3991 KM
Rumunia czarnym szlakiem
Dzień 1
Dzień 2
Dzień 3
Dzień 4
Dzień 5
Dzień 6
Dzień 7
Samochód
1 / 3
Rumunia. W planach, Karpaty, Dracula, najlepsza droga na świecie czyli Transfăgărășan, Czarny Kościół no i oczywiście Morze Czarne. Rodzina i znajomi straszą nas przed wyjazdem beznadziejnymi drogami, tym że nas pewnie porwą, dzikim krajem pełnym dziwnych ludzi. Jedziemy. Bez względu na wszystko.
Sobota 27 kwietnia 2013.
Ci którzy nie byli nigdy w Rumunii powinni spróbować. Nie chcemy już na wstępnie odkrywać wszystkich ciekawostek. Wybraliśmy się w podróż z zaznaczonymi wstępnie punktami do których dojedziemy - bez konkretnego planu drogowego. Będziemy improwizować. Trasa obejmuje wizytę w Sighișoara (miejscu w którym urodził się Dracula) przejazd przez Karpaty, błotne wulkany Vulcanii Noroioși de la Pâclele Mari, przejazd na wybrzeże i odpoczynek w Mamaii. Potem powrót przez Bukareszt, przejazd Transfăgărășan, Sibiu, Budapeszt, Bratysława i Warszawa. Blisko 4000 km.

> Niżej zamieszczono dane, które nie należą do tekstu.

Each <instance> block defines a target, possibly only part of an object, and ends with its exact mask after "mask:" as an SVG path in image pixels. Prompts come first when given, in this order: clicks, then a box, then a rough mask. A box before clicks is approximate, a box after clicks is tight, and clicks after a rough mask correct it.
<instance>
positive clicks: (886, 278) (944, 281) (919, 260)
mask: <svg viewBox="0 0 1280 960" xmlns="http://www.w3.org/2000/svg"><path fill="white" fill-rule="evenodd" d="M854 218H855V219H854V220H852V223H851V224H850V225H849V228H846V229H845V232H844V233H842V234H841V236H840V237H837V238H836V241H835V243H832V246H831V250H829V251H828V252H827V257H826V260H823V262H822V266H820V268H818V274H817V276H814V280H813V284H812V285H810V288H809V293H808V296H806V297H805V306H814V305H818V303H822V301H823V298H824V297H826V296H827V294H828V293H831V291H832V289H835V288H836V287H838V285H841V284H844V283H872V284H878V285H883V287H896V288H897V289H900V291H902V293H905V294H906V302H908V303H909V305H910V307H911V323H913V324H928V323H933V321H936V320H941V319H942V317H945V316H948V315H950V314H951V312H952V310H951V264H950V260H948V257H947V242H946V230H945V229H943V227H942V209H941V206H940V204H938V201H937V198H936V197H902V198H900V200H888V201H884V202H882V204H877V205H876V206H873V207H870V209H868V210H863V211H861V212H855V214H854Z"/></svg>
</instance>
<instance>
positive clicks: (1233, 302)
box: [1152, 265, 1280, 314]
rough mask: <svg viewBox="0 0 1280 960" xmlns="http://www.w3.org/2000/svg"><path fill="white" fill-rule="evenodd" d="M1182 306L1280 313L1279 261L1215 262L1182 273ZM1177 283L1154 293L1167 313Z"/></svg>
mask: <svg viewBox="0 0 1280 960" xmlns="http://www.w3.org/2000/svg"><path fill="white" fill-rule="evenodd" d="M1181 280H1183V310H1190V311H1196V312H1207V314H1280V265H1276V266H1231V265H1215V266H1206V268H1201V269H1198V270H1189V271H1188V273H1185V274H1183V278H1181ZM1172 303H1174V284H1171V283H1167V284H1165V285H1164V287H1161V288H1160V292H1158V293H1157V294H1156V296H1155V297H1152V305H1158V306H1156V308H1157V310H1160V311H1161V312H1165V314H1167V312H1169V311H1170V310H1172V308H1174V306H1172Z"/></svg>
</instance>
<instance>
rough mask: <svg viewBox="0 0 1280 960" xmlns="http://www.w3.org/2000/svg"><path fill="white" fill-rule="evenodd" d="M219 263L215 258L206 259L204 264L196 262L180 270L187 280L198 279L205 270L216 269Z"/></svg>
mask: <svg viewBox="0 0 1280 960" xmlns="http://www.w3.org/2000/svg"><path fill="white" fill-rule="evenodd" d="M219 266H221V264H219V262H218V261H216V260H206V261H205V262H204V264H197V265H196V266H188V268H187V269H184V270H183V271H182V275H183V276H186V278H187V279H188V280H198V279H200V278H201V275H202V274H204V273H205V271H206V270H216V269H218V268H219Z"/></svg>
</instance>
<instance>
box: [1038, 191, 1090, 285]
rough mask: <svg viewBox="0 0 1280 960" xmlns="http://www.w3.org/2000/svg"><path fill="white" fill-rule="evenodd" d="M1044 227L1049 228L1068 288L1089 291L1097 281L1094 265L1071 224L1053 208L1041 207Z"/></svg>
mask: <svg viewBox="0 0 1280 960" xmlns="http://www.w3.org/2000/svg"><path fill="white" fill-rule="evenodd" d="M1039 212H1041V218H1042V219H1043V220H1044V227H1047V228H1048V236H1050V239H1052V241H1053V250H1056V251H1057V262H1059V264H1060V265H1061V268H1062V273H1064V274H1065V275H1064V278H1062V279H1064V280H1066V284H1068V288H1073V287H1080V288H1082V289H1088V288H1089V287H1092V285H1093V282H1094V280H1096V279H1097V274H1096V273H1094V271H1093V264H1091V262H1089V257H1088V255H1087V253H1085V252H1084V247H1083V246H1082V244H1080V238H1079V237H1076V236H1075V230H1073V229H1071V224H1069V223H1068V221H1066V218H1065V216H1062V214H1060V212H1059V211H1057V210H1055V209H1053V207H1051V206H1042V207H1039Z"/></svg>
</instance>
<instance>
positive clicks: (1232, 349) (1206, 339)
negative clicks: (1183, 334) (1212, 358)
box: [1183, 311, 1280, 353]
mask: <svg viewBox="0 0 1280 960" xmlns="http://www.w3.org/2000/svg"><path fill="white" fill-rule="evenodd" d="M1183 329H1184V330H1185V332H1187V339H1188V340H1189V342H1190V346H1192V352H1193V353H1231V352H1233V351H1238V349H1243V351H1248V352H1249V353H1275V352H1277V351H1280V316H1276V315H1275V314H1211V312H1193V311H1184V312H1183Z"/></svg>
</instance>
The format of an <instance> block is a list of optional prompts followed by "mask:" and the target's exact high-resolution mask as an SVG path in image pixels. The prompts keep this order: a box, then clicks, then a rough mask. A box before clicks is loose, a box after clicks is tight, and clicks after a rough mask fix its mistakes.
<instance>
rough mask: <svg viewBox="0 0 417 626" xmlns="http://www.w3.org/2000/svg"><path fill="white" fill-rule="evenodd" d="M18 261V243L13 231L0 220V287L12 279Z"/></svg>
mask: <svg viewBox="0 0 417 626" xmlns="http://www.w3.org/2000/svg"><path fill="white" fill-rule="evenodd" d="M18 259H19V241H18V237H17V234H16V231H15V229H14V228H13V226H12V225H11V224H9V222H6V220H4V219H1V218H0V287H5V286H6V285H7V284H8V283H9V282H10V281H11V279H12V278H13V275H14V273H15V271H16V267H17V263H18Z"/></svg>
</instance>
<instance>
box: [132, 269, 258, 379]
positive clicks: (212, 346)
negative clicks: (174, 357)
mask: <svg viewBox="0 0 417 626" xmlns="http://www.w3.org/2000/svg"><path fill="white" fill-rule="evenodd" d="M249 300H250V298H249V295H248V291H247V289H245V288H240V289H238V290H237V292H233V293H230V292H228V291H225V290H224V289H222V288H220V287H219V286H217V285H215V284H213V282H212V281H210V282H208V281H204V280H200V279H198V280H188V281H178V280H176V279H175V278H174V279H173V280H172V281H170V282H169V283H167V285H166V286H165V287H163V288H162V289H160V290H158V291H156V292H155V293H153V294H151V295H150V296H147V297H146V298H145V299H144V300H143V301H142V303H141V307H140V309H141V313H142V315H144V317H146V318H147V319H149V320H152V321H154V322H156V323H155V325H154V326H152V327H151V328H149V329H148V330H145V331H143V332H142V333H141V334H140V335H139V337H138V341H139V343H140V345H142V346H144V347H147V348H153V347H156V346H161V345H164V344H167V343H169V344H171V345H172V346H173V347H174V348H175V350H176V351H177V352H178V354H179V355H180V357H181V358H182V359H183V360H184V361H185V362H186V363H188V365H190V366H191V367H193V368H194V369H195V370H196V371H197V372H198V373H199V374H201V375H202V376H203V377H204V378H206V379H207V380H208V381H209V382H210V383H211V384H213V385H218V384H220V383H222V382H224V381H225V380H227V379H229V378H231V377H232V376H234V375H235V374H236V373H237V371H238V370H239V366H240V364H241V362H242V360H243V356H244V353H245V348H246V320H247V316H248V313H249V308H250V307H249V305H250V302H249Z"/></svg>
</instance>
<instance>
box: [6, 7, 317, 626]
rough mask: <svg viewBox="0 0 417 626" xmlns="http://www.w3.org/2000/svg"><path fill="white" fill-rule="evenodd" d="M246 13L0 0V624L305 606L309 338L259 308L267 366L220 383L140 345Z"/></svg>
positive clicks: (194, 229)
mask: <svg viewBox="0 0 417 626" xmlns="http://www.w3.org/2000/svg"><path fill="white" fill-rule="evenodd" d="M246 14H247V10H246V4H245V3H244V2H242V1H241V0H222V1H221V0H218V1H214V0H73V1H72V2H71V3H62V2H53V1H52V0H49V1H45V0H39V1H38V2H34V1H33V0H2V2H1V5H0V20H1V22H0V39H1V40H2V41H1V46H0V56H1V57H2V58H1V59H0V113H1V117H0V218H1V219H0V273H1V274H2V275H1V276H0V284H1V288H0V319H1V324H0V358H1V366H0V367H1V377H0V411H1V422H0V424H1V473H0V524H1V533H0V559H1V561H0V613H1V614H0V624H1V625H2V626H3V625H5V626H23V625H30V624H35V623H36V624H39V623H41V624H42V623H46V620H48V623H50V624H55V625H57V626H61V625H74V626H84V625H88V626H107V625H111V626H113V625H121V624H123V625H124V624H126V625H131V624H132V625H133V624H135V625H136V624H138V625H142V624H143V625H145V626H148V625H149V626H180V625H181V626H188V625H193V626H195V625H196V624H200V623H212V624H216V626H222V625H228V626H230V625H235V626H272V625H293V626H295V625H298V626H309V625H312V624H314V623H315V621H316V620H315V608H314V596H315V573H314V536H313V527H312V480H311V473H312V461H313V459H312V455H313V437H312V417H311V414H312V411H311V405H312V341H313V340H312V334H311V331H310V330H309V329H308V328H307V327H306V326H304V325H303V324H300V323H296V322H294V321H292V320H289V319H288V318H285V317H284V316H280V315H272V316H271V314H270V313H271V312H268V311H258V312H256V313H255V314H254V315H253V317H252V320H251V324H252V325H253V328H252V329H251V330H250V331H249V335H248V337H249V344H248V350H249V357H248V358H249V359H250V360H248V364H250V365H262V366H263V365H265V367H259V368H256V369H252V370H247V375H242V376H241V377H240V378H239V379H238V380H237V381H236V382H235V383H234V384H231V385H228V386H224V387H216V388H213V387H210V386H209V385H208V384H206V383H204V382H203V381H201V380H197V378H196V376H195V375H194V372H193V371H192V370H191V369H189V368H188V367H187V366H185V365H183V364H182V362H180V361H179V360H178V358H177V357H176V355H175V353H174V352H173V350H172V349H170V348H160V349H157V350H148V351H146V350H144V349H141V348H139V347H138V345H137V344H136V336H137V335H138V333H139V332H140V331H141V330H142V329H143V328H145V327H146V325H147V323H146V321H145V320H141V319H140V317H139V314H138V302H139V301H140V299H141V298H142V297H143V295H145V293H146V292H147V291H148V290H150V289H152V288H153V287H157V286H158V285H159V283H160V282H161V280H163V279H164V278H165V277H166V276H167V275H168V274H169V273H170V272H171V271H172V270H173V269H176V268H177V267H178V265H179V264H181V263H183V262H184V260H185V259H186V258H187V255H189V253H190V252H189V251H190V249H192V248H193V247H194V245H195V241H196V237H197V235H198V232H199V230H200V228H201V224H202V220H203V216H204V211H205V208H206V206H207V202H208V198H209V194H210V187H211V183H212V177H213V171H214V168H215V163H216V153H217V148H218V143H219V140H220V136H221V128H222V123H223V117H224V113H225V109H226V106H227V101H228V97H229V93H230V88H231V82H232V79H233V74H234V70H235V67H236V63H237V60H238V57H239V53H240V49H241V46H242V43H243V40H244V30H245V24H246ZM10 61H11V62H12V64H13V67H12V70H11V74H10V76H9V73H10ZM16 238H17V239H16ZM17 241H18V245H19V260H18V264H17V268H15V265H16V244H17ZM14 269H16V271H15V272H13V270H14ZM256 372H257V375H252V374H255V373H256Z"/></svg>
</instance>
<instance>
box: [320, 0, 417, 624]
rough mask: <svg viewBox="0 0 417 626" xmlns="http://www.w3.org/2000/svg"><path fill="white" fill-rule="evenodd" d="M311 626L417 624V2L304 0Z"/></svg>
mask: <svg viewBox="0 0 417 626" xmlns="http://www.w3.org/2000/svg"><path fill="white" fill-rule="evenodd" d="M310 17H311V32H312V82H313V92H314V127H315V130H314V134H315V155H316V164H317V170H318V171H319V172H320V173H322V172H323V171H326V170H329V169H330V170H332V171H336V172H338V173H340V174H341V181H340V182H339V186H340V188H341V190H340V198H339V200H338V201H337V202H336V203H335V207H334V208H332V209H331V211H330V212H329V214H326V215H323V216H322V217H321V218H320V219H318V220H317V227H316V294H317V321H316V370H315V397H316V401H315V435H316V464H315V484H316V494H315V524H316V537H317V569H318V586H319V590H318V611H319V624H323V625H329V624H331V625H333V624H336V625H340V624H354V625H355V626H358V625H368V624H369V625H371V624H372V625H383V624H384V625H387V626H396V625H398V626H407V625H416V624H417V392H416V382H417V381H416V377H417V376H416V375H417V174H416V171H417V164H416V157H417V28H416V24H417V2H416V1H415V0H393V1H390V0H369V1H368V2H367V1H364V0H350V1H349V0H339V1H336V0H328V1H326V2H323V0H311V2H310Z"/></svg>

Towarzyszyć nam będzie Ford Focus III Hatchback 1,6 l TDCi. Startujemy z Warszawy.
Polskę opuszczamy dokładnie o 19:53 na przejściu w Barwinku. Winieta na drogę i Słowacja. Dziś celem są Košice. Mijamy kolejkę tirów i mówimy "Ahoj!" Słowakom.
Do Košic docieramy o 23:00, co nie pozwala nam zwiedzić miasta. Poza tym jesteśmy zbyt zmęczeni żeby zwiedzać. Na dobranoc prysznic, sen i całkiem fajny widok z okna.
<
>
1 / 15
Niedziela, 28 kwietnia 2013.
Na Węgrzech się zgubiliśmy. Pogoda nam nie sprzyjała. Zimno i pada. Niedaleko miejscowości Gönc skręciliśmy w lewo zamiast jechać prosto. Trudno. Musieliśmy wrócić się około 50 km. Za to trafiliśmy na całkiem fajny widok za oknem.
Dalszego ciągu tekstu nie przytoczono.